Listing files - example

ecd ec:<ecfs_path_name>
els -l --order=tape ec:2020010100/f*

Note that the path name given to 'els' should be relative. This command shows the files selected with the tape number they are written to together with their position on tape. Files on disk are have no tape information. E.g.:

# ECFS files on disk
# files on tapes
2020100100/file3 volser:J12551 fileno:144 offset:450852437
2020100100/file4 volser:J12551 fileno:144 offset:505435733
2020100100/file5 volser:J12805 fileno:223 offset:29688824476
2020100100/file6 volser:J12805 fileno:223 offset:42359779994

Getting files

ecd ec:<ecfs_path_name>


ecp --order=tape -F sourcelist  <local_directory>

Note that you have to use the '-F <file_name>' option.

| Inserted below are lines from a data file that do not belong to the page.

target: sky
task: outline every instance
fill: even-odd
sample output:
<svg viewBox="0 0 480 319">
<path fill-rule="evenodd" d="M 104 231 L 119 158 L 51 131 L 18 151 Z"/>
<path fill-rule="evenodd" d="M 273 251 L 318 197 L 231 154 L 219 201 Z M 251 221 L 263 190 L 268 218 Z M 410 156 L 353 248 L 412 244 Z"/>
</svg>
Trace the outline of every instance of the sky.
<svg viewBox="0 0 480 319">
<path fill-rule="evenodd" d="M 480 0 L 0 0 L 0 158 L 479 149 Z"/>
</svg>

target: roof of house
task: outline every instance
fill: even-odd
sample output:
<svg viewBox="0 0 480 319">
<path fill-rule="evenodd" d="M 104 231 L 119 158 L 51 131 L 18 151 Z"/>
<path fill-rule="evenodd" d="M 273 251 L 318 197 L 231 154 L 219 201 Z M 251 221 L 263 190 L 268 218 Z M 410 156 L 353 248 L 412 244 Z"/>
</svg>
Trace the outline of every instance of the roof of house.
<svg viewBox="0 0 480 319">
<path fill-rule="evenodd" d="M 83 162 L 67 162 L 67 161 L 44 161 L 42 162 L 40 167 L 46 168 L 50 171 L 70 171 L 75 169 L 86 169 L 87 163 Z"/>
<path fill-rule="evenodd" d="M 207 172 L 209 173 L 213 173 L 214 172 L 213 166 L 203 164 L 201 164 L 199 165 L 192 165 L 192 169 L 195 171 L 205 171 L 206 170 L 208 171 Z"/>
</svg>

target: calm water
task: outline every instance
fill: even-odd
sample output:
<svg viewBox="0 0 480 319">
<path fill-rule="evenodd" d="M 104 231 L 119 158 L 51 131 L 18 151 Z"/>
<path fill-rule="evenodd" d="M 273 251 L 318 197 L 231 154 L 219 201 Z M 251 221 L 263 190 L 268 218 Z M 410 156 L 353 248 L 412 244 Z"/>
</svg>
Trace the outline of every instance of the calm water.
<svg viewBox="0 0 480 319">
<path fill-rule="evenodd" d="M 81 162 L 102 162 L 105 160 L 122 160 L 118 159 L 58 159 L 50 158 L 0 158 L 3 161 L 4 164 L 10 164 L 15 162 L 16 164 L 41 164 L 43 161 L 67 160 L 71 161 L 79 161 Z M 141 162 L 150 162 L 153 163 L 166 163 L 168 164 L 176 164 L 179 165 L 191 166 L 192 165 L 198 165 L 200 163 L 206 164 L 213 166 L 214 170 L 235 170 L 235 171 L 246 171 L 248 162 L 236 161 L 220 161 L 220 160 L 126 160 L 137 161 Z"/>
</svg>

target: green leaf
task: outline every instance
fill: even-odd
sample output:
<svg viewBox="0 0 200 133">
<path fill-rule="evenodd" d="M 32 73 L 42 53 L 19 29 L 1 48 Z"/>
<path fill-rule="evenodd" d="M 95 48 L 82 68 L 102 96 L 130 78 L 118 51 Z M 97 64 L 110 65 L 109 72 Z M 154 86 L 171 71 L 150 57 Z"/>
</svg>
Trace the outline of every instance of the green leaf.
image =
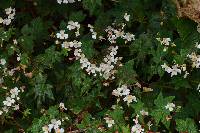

If some files in the subdirectories listed in the sourcelist file have the same name, the ecp overwriting options (-o, -n, -e, -u) will then also be adhered to. This means that you will typically end up with one single file, either the first one on tape (default option -n) or the last one on tape (option -o). To transfer all the files with the same name, you should use the option '–parents' of ecp, which will created the different local subdirectories corresponding to the ECFS directories.

Error handling

The following techniques are suggested for trapping ECFS error codes when running batch scripts in the Korn shell environment:

Set a trap for the entire script:

trap " echo ECFS call exited with RC= \$? " ERR

or catch any errors on each call:

set +e
ecp nofile ec:
set -e
if [ $RC -gt 0 ]
  echo " ECFS call exited with RC= $RC"

DOs and DON'Ts

  • DON'T archive many small files separately. ECFS is most efficient at handling a small number of large files. Thus 
  • DO tar and compress (or gzip) many small files into one large file when archiving (say) a directory or use the ecfsdir command. 
  • DON'T copy in/out the same files frequently.
  • If you wish to archive files for a short period only (less than 90 days) DO store them in the ectmp: domain. Then they will be automatically deleted after 90 days without any further action from you.
  • Check the existence of a local copy before getting the ECFS version of a file:

    if [ ! -r $SCRATCH/myfile ]
      ecp ec:myfile $SCRATCH/.  
  • If it is required to store a large number ( > 5000) of files into ECFS then DO contact the ECMWF Support Portal in advance to discuss the most efficient way to store/retrieve this large number.


  1. Is ''ecp'' able to check, whether a file is already on disk, before downloading data from ECFS or will it copy the file in any case?

    1. By default ecp will not overwrite any existing file, please see ecp or the relevant man page.

  2. Where does "large" start, w.r.t. file size? In other words, what is the acceptable range for a file size on ECFS?

  3. is there a command that tests whether a file is present, -s $file on a linux file system?

  4. Is there a command like 'wget' for ECFS, for a direct download?

    1. There is the command ecaccess-file-get, which is part of the ECaccess web toolkit. Note that it is not a direct download: the ECFS file will first be copied with ecp to Atos in Bologna, then transferred to your local site.